For the Birds Radio Program: National Warbler Awareness Week: Nashville Warbler

Original Air Date: May 29, 1989

Today Laura Erickson talks about her favorite warbler, the Nashville.

Audio missing

Transcript

(Recording of a Nashville Warbler)

Today is the first day of National Warbler Awareness Week, another self-proclaimed occasion to celebrate some of the Northland’s avian treasures. People down in tropical Minneapolis or Madison would never dream of declaring a warbler week so late in May, but we in north country have the excellent fortune to keep most of our warblers throughout the summer. It’s possible to hear a good 15 or 18 species of warblers singing up here on a hot July day, something people further south can merely dream of.

Our featured warbler today is one that was rare back in the days of John James Audubon, but is now one of the most abundant breeders of the Northland, the Nashville Warbler. This bird was first discovered in 1808 by Alexander Wilson near Nashville, Tennessee, on migration. Wilson only found three in his lifetime, and Audubon himself only managed to shoot three or four.

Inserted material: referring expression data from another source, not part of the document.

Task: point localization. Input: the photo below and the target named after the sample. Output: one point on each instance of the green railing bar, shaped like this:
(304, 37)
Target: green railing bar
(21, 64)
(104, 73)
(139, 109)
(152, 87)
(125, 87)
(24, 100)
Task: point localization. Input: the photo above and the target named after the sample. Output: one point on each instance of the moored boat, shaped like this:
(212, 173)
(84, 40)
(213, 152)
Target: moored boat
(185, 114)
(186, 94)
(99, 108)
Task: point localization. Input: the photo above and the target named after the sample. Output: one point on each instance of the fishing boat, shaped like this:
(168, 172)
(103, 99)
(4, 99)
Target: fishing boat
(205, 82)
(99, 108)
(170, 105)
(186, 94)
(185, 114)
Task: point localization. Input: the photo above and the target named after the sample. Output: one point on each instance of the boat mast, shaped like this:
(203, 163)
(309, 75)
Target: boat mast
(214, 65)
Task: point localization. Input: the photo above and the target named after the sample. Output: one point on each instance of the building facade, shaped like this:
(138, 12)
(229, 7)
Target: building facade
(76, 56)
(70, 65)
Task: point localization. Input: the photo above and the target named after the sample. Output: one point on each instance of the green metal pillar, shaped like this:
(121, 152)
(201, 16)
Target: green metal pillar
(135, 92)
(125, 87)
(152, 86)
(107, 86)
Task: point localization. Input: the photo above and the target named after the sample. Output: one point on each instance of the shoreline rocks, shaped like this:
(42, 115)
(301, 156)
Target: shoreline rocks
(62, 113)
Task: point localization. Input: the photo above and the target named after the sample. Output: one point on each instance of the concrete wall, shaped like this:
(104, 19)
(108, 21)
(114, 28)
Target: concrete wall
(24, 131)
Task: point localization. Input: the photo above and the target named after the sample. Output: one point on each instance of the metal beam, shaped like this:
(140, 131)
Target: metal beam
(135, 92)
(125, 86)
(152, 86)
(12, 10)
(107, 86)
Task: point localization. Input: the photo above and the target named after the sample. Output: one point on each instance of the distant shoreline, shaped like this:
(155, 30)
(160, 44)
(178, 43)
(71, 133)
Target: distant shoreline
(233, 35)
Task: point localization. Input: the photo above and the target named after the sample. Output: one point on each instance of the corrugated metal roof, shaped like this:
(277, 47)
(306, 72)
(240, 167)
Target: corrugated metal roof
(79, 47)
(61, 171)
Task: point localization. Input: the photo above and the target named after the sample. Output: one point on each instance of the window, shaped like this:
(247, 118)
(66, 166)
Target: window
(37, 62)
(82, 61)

The Nashville is a bird of early successional stages of 2nd growth northern forests, where birch, aspen, and balsam fir predominate in open stands with many clearings. It’s one of the most courteous of all warblers for beginners to observe, since it mainly sticks to the middle story of trees, usually on the outermost branches and twigs. The Nashville was the second warbler I ever identified on my own—there were several migrants at eye level that allowed close looks at all of their markings—the bright lemon-yellow throat, breast, and underside, the olive back and wings with no wingbars, the bluish gray face with white eye rings, and even the small orange-red crown patch. The Nashville’s a tiny sprite—only about 4 1/2 inches long, and weighs in at a mere 1/3 of an ounce. Like most warblers, it’s only easy to see if you’re alert to the possibility—even during the peak of warbler migration, most people pass right by these avian jewels without ever knowing what they’re missing.

The Nashville is one of the few warblers with an easy song to memorize. It is just about always given in two parts–I learned it as “see-bit, see-bit, see-bit, see-bit, see–weet, weet, weet, weet, weet.”

(Recording of a Nashville Warbler)

Like a surprising number of warblers, Nashvilles nest on the ground, although they feed mainly in trees. They escape the heavy tropical competition in their native land from Northern Mexico down to Guatemala each spring by migrating north to forage on our abundant insects. They scour the bark of trees and underbrush for insect eggs and pupae, and the leaves for larvae. I see them hovering in mid-air while snatching bugs on outer leaves, and occasionally flycatching within a swarm of insects.

They set up their territories in late May and June, and weave their nest from moss and bits of fern on a moss hummock at the foot of a stump or bush. Rabbit fur often cushions the 4-5 white eggs, dotted with reddish brown. The male defends the territory while the female incubates the eggs.The Nashville is one of the few warbler species that has benefited from the destruction of large tracts of the eastern forest for forestry and lumbering. It isn’t bothered much by cowbirds, compared to other warblers, and benefits from human activity which opens up edges unlike most warbler species, which require extensive tracts of forest for breeding. But like many of our northern warblers, Nashvilles are threatened by the Greenhouse Effect. If predictions come true and our spruce and fir forests recede further north, these precious jewels may once again become as rare as they were in the days of Audubon.

(Recording of a Nashville Warbler)

This is Laura Erickson, and this program has been “For the Birds.”